When my son goes to daycare, he has the choice to take something from home for lunch or to eat what they provide.  He elects to take the same thing from home every day.  When he watches movies, he has a select few that he watches, in spite of having probably close to 100 movies to choose from.  He would watch the same movie 3 times per day, if he was allowed to.  Of course, I was curious about how he decides to eat and watch the same things over and over, so here’s a glimpse into his reasoning.  In the limited types of food that he was willing to take to school, there used to be yogurt (the kind in the squeeze tube) and mandarin oranges.  In the words I’ve used, you can already tell he no longer takes either.  Here’s how he decided not to take them; one time while eating the yogurt he got some on his clothes and had to clean it off.  The mandarin oranges come in a cup, along with juice, and he spilled the juice on himself and had to change his clothes.  What this told me is that he has generalized the idea that yogurt and mandarin oranges mean making a mess, even though both of these were only one-time events.  The behavior of consistently eating the same things and watching the same movies tells me that he has already experienced pain with change.  And, I know a significant event in his short life that contributed to that belief.
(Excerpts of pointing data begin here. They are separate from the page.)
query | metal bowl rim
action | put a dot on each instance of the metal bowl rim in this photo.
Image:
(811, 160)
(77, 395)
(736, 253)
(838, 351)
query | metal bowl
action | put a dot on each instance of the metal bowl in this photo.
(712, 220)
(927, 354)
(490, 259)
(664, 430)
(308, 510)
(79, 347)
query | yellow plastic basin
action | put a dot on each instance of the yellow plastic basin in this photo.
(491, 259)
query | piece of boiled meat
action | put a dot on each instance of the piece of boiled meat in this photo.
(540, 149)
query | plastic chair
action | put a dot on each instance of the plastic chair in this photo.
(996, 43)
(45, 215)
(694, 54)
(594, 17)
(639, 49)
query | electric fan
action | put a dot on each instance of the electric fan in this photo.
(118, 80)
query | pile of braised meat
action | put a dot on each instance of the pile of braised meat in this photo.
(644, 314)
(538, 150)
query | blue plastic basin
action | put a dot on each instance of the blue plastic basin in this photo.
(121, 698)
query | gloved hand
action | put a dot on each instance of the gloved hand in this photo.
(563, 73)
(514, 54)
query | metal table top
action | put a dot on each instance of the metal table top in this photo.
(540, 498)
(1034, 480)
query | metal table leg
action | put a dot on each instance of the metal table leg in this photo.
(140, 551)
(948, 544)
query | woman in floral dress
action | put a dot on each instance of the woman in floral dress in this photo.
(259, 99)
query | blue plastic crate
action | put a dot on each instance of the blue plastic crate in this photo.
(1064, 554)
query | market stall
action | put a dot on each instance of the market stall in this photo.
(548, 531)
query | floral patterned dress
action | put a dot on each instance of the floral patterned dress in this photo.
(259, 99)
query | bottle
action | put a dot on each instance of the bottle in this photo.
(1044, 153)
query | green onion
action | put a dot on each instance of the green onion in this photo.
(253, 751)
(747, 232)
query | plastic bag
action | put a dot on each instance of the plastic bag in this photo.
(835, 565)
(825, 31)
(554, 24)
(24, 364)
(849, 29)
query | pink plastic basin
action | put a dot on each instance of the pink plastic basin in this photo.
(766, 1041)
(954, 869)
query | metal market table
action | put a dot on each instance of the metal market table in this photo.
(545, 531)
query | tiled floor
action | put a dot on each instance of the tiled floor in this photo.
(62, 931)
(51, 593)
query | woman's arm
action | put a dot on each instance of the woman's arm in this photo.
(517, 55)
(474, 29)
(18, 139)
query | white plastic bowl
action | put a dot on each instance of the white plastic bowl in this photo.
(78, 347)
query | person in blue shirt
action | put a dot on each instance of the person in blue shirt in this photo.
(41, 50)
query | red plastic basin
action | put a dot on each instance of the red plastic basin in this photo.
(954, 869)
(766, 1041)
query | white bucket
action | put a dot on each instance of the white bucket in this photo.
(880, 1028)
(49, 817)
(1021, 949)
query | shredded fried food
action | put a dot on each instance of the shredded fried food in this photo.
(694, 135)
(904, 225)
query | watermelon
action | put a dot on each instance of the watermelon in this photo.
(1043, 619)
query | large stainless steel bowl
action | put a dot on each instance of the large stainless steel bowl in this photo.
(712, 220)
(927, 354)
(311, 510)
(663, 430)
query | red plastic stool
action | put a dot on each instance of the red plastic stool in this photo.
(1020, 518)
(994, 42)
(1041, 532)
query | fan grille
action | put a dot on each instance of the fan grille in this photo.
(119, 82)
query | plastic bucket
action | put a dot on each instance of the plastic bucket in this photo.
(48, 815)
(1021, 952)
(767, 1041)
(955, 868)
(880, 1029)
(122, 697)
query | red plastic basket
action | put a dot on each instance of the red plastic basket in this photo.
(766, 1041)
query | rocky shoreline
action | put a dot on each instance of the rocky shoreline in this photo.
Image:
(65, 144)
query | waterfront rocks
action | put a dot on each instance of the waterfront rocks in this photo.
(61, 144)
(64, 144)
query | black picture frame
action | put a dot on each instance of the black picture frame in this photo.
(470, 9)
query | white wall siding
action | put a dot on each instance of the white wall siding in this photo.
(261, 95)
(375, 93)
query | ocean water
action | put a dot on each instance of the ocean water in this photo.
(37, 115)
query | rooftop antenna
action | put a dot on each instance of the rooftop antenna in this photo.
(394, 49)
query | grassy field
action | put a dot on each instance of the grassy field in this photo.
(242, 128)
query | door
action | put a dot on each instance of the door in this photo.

So, if a 5-year-old is already expressing limiting beliefs, thoughts, and habits, what does this mean for those of us that have decades more of life experiences?  Are we ever in big trouble!  Now, the big difference between a 5-year-old and those that are at least 8-years-old is that there is a part of the brain that hasn’t developed yet to understand that people have thoughts that are different than theirs.  Right now, my son believes his way of thinking is the only way of thinking that exists.

What can you do to make changes in your life so that you realize your full potential?  That’s a great question that, to fully answer, would take more than the length of a blog post should be.  First and foremost, though, is to challenge your current belief system.  Ask yourself:

  •  How did I get the beliefs that I hold?
  • Do my beliefs reflect reality?  In other words, are they true?
  • If they were true when you first got the beliefs, are they true in the current context of my life?
  • Have I generalized any beliefs that were applicable in one area of life to many, maybe all, areas of life?

This is a good starting point.  I will add at this point that if you find a long-held belief to be no longer true, be sure to intentionally replace it with a belief that reflects your current context.  Otherwise, your mind will be looking for meaning and may settle for whatever happens to fill the void and be no better off.  What else can you do?